The branded drugs market will experience flat-to-3% annual growth to 2016, reaching $615-$645 billion, up from $596 billion in 2011, the report adds. In the major developed markets, such growth will be severely constrained, at only $10 billion to 2016, due to patent expiries, increased cost-containment efforts by payers and modest spending on newly-launched products.
The pharmerging markets are expected to contribute $25-$30 billion in branded product growth to 2016, while off-invoice discounts and rebates will offset about $5 billion of these products' growth, it forecasts.
However, manufacturers of small-molecule generics will experience accelerating growth. Global generic spending will rise from $242 billion in 2011 to $400-$500 billion by 2016, fuelled by volume growth in pharmerging markets and the ongoing transition to generics in developed nations, says the study. It expects the impact of patent expiries to be primarily felt in the US, while in Europe, limited savings from expiring patents are prompting policy shifts to encourage greater use of generics and lower reimbursement for them.

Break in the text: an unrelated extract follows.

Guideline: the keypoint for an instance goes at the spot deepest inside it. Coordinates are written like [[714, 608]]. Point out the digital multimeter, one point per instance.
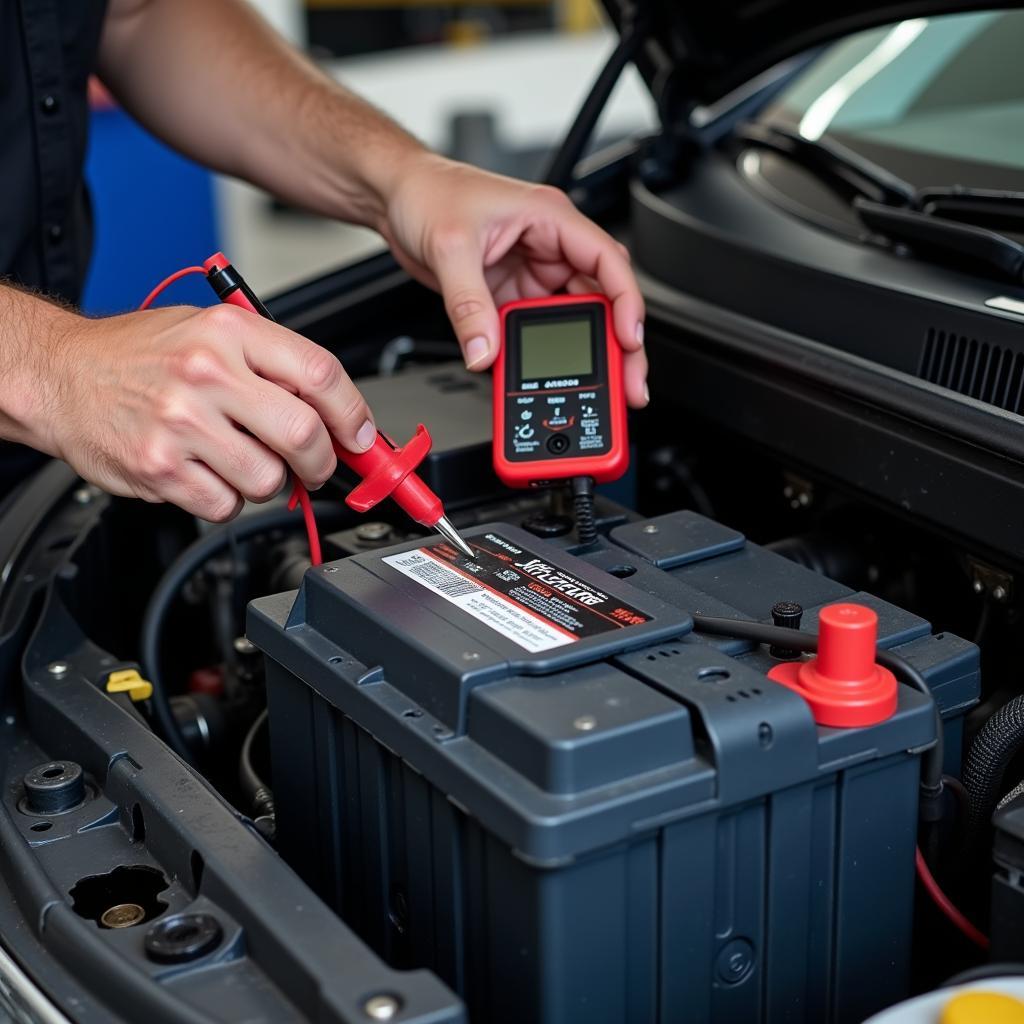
[[558, 397]]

There will also be wider treatment options as more new medicines are launched. 32-37 global launches of New Molecular Entities (NMEs) are expected each year to 2016 – a total of 160-185 compared to 142 during 2007-11, the study notes. Innovative therapies to extend or improve quality of life are anticipated in the treatment of Alzheimer's, autoimmune diseases, diabetes and some cancers and orphan diseases, while treatments for global priority diseases such as malaria, tuberculosis and neglected diseases are expected to improve, although gaps will remain.

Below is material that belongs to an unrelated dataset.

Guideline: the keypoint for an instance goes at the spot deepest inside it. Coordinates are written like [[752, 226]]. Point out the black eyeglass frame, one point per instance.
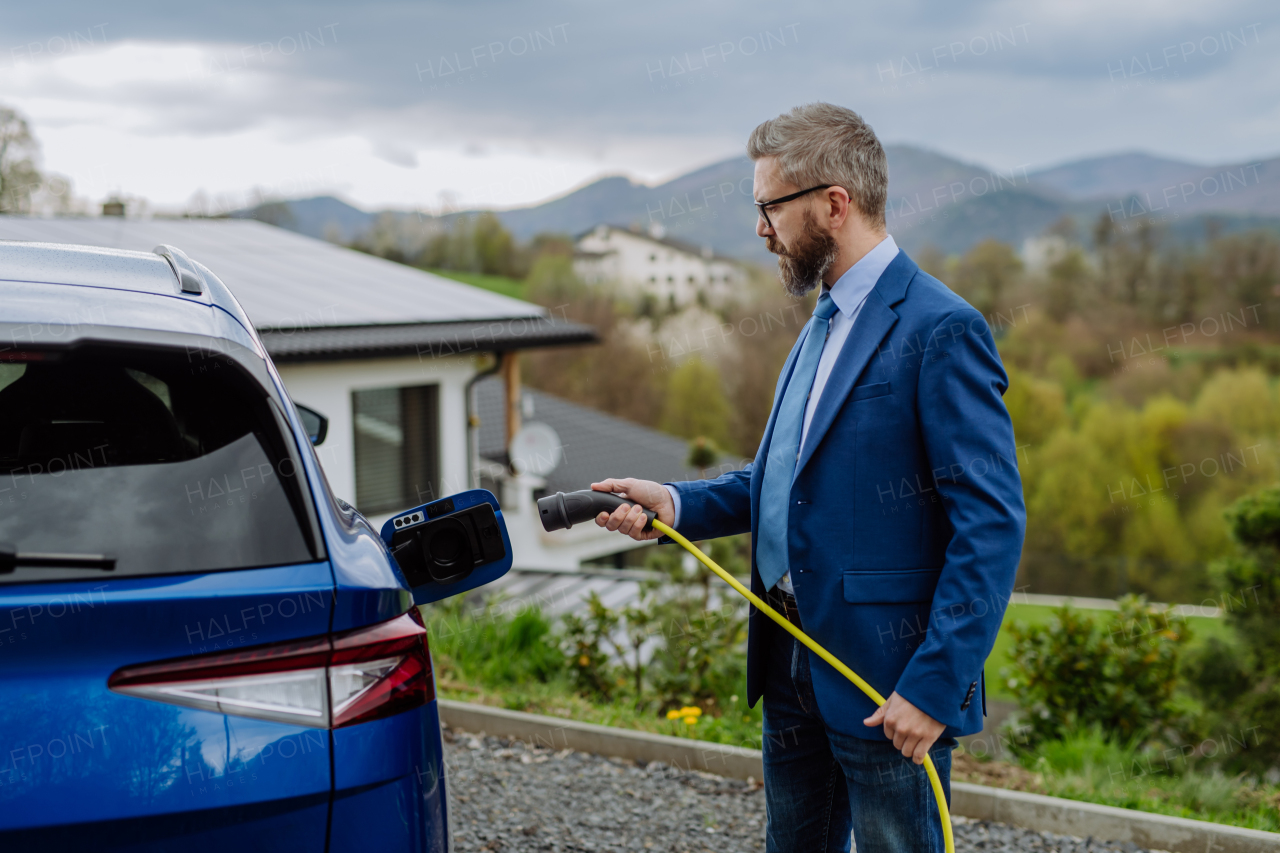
[[762, 205]]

Finally, the IMS Institute expects biologics manufacturers to benefit from expanding market opportunity. Biologics are projected to account for about 17% of total global spending on medicines by 2016, as important clinical advances continue. Seven of the top 10 (by spending) global medicines will be a biologic within five years, and adoption of biosimilars will remain limited, as the original biologic products remain protected by patents or market exclusivity in many countries, it notes.